In-Context Learning can distort the relationship between sequence likelihoods and biological fitness
Pranav Kantroo, Günter P. Wagner, Benjamin B. Machta
TL;DR
This paper shows that in-context learning in biological sequence language models can distort the relationship between sequence likelihood and fitness by enabling look-up retrieval from contextual repeats. Using multiple protein and RNA language models, the authors demonstrate an in-context retrieval mechanism that collapses uncertainty for repeated motifs, sometimes overriding learned priors and degrading embedding quality when repeats are extensive. The work reveals architecture- and data-dependent differences in this phenomenon and discusses implications for interpreting model-based fitness predictions and for designing robust design workflows.

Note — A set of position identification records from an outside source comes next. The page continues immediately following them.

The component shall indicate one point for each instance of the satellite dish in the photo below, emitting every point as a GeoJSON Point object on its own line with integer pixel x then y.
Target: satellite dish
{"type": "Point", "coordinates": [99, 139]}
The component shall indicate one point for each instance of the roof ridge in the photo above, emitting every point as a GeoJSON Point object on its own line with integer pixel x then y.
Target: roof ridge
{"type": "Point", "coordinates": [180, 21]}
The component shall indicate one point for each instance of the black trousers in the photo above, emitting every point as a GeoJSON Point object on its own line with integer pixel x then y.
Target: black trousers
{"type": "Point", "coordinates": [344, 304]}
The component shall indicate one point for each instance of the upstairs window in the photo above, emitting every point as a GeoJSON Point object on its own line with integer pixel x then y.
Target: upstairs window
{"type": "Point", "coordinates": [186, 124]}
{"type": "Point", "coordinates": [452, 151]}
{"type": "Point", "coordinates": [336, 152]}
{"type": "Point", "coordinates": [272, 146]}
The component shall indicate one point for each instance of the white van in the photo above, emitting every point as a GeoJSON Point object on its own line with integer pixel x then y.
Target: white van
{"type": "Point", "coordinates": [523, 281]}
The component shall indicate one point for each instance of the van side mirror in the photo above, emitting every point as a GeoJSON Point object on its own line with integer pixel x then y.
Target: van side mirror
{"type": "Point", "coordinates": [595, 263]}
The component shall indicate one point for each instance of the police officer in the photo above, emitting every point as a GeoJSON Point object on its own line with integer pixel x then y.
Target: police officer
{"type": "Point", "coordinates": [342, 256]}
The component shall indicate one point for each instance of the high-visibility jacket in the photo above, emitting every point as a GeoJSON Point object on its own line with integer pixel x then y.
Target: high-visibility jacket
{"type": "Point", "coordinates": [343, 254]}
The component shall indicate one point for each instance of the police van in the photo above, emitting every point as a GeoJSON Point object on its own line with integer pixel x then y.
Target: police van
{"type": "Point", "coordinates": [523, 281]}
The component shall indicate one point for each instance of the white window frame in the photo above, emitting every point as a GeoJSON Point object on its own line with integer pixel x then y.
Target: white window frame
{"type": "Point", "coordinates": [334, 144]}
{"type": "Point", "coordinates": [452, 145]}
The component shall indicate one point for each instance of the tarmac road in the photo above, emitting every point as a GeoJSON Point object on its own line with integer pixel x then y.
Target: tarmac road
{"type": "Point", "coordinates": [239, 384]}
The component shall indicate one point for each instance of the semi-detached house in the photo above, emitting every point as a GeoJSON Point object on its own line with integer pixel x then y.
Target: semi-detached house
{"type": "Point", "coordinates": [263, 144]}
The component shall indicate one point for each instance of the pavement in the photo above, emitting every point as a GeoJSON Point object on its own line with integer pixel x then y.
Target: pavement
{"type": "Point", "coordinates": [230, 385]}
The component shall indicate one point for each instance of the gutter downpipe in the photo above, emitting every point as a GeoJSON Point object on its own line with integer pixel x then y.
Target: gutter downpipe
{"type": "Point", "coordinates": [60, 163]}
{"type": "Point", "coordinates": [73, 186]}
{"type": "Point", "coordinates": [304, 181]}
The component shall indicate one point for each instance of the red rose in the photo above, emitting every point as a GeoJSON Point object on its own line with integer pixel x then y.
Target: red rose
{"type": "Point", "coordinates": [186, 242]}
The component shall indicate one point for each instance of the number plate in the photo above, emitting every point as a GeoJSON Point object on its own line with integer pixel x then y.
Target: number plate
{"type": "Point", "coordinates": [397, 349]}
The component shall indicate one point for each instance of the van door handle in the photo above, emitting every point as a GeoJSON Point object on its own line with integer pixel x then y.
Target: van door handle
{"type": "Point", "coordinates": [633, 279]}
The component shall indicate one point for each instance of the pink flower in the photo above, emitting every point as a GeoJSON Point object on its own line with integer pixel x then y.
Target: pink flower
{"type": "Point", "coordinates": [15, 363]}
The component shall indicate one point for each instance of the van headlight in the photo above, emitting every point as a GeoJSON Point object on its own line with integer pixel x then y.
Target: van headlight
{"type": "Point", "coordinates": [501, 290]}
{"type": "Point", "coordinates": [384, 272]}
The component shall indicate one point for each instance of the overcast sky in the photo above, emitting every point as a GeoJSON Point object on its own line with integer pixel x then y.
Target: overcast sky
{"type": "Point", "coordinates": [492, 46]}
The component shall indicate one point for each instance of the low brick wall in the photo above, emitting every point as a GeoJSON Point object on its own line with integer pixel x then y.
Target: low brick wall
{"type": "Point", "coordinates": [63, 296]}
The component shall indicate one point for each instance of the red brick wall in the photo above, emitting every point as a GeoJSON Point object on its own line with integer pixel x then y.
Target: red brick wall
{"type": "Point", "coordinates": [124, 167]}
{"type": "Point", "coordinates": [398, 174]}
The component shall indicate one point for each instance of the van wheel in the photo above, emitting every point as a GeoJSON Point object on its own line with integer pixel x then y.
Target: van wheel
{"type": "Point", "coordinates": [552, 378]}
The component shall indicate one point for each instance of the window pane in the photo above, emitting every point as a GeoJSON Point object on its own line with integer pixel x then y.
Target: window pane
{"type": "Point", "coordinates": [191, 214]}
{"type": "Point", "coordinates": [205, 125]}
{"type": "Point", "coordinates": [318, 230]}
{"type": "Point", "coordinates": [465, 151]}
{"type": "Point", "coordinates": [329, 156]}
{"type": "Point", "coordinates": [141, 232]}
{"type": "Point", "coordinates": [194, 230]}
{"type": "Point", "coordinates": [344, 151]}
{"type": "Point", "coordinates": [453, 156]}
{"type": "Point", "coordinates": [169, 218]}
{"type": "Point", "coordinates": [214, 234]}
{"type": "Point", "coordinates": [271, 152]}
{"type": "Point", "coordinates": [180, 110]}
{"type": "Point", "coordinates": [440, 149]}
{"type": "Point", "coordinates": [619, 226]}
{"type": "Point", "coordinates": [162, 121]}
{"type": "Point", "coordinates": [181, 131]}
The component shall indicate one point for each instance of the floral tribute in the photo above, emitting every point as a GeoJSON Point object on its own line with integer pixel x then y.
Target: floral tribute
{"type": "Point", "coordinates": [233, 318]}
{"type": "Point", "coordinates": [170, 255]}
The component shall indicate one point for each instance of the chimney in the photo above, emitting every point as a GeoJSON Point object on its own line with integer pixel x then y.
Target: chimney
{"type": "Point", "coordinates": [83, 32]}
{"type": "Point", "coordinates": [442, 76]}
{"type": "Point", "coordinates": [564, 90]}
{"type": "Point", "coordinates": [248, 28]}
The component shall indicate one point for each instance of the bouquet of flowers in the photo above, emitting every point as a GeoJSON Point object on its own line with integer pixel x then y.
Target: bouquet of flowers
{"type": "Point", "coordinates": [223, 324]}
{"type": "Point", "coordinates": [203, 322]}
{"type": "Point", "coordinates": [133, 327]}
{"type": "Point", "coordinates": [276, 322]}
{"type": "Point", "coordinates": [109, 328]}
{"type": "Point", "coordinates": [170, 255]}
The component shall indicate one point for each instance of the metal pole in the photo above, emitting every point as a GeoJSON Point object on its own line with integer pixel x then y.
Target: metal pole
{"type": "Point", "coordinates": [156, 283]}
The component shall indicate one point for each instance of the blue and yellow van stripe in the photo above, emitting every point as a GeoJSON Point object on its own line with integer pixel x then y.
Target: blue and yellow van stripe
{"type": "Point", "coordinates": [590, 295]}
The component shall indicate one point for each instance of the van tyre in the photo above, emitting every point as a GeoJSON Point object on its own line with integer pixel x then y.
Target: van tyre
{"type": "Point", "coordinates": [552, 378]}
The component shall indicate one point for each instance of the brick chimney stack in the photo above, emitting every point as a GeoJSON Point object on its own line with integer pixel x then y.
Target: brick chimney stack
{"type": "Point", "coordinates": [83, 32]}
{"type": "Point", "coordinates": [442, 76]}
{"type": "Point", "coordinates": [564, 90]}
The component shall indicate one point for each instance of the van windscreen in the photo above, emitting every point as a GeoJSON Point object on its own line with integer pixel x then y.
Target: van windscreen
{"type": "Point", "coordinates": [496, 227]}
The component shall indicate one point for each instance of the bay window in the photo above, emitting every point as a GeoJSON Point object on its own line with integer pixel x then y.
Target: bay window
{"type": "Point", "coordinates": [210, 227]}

It highlights the need for careful evaluation of context-driven effects and suggests that retrieval-based distortions could extend to biomolecular structure models as well.
Abstract
Language models have emerged as powerful predictors of the viability of biological sequences. During training these models learn the rules of the grammar obeyed by sequences of amino acids or nucleotides. Once trained, these models can take a sequence as input and produce a likelihood score as an output; a higher likelihood implies adherence to the learned grammar and correlates with experimental fitness measurements. Here we show that in-context learning can distort the relationship between fitness and likelihood scores of sequences. This phenomenon most prominently manifests as anomalously high likelihood scores for sequences that contain repeated motifs. We use protein language models with different architectures trained on the masked language modeling objective for our experiments, and find transformer-based models to be particularly vulnerable to this effect. This behavior is mediated by a look-up operation where the model seeks the identity of the masked position by using the other copy of the repeated motif as a reference. This retrieval behavior can override the model's learned priors. This phenomenon persists for imperfectly repeated sequences, and extends to other kinds of biologically relevant features such as reversed complement motifs in RNA sequences that fold into hairpin structures.